Keropok lekor, anyone?
Tasty, crunchy, fishy, yummy are likely some of the words you’ll come across by Malaysians and visitors alike, in describing the popular traditional snack, keropok lekor.
Keropok lekor, a specialty of the state of Terengganu and states situated along the east coast Peninsular Malaysia is a heavenly indulgence with its crunchy, slightly fishy taste, a popular treat among locals.
It’s slightly greyish colour, ground fish mixed with sago flour, is sliced into chunky sized- bits before frying into a warm, golden hue. It is best eaten, hot off the wok.
The fragrant smell of the keropok, simmering gently in a wok, awakens the senses. For keropok lekor enthusiasts, it is a refreshing smell, and instantly makes one hungry!
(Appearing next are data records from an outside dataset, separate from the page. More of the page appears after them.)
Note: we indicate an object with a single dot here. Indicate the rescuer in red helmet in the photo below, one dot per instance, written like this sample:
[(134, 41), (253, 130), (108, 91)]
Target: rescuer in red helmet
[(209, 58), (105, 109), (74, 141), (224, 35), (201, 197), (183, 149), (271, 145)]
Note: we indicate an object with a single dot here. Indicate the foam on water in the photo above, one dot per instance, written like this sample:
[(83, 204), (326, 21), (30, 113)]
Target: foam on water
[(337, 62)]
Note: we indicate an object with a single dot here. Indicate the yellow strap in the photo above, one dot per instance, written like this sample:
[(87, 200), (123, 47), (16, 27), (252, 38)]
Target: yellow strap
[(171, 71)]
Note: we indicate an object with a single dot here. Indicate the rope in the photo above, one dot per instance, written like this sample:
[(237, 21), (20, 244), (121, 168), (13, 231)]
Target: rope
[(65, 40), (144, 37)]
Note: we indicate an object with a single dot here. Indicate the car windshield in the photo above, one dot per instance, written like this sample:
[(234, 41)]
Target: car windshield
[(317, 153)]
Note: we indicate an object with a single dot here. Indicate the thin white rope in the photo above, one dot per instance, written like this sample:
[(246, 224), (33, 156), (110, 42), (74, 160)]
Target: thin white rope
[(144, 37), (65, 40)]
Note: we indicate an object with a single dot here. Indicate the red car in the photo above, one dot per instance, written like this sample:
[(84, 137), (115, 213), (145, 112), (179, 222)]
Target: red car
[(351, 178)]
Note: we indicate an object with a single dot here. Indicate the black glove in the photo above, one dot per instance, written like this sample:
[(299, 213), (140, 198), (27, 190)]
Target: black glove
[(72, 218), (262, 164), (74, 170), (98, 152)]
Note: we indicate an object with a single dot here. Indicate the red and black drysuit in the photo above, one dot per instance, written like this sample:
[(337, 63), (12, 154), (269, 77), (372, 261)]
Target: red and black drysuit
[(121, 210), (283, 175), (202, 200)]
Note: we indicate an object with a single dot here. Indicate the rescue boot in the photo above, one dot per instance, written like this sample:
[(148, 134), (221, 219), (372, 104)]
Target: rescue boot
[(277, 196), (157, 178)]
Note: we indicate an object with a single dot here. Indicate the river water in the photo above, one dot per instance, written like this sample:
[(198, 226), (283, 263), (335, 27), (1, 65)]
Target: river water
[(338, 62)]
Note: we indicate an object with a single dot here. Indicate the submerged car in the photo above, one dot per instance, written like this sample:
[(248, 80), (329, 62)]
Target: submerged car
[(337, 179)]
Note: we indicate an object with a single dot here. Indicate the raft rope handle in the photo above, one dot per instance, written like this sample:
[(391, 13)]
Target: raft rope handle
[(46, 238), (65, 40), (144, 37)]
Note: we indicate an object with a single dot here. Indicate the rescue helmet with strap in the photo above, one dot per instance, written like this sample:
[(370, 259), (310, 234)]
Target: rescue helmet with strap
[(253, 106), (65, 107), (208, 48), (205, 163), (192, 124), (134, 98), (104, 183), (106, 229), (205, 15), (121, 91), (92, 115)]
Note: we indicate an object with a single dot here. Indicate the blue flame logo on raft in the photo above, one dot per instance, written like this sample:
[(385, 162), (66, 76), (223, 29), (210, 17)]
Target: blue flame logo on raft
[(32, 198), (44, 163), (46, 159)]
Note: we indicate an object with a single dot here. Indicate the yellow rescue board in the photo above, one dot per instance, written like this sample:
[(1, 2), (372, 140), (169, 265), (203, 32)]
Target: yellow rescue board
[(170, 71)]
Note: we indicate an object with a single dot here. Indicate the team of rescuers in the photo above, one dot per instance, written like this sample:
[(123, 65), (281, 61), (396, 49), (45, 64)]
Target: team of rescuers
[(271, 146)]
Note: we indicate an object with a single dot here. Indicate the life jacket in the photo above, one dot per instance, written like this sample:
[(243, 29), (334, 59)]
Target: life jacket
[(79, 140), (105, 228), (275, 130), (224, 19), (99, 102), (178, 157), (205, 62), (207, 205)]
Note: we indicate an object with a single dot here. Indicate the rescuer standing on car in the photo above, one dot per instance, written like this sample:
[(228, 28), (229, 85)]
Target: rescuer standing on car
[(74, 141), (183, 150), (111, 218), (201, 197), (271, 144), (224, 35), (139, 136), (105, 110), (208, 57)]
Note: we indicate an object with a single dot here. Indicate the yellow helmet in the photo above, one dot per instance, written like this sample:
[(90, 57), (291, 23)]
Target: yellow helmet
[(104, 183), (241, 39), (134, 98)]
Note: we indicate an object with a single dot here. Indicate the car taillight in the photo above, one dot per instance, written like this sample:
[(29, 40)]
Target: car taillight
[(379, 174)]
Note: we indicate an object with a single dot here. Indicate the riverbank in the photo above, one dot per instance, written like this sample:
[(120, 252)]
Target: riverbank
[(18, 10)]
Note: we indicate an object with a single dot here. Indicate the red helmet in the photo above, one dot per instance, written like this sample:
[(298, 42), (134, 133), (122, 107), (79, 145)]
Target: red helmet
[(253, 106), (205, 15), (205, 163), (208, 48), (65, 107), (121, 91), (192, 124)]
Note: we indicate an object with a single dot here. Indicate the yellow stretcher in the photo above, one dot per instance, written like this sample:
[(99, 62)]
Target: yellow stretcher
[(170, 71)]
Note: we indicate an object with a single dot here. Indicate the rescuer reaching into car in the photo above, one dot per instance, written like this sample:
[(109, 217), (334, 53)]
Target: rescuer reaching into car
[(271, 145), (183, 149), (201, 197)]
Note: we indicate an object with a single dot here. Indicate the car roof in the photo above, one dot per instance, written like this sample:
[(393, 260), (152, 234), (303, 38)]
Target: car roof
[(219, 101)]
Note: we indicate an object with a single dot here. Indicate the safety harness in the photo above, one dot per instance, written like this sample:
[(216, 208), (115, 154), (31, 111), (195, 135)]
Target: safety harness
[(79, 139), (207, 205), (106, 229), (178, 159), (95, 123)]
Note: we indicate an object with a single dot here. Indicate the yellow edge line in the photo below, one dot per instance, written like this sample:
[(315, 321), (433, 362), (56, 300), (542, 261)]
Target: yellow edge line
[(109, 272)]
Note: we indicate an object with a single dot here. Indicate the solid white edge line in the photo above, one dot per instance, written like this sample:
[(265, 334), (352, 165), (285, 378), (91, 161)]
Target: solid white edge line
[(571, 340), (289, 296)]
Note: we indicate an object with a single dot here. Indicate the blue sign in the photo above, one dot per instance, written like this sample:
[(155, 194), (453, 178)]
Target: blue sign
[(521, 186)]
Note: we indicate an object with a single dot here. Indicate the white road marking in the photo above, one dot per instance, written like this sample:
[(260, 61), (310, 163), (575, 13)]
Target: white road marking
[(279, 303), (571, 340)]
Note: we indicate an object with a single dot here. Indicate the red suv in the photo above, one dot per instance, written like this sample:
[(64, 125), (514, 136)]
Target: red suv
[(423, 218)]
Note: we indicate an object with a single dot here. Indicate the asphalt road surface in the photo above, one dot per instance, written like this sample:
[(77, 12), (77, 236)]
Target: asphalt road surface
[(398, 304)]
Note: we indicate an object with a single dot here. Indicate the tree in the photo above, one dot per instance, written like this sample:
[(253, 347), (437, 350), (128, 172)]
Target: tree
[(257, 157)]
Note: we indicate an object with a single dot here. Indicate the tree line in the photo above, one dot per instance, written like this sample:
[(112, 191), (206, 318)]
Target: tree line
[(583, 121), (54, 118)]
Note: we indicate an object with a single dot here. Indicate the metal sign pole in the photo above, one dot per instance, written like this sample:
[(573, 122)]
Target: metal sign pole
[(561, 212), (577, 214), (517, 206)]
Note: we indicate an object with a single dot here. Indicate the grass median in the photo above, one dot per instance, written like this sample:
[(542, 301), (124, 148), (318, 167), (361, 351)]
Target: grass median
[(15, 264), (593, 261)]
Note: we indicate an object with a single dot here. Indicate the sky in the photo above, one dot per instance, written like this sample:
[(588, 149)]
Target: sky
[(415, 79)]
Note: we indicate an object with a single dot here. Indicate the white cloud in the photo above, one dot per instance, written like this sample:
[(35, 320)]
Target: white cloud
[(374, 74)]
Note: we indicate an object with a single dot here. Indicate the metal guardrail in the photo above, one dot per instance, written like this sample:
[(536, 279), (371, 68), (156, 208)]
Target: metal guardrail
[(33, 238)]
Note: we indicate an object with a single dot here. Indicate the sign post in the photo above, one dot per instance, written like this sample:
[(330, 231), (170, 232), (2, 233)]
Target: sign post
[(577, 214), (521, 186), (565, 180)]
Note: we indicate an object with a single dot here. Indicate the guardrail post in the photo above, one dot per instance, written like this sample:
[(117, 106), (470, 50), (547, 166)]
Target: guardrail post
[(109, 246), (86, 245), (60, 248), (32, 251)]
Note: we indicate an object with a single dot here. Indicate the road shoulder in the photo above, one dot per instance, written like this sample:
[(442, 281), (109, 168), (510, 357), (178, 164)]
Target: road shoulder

De-boned fish such as ikan selayang (decapterus russellii), ikan tamban (sardine-like fish), ikan parang (herring) or ikan kerisi is used to make the keropok (crackers). Ikan selayang is popular as the fish has a sweet taste. Mixed with sago flour, it is kneaded into long dough, cut, and boiled for several hours.
There are two ways to make keropok lekor. The first is to dry the (newly) boiled dough under the sun. Once dried, it will be sliced thinly to make pre-fried keropok lekor or known as keropol lekor keeping (slices).
The other variety is to cut the boiled dough and deep-fry it into a heated wok. This is favoured by many, as this preserves the excellent taste of the keropok. (Make you sure you don’t make the mistake of washing the boiled fish, as this most certainly kills the taste!)
Eaten freshly fried from the wok with some special chilli sauce dipping, it is certainly a popular snack time choice!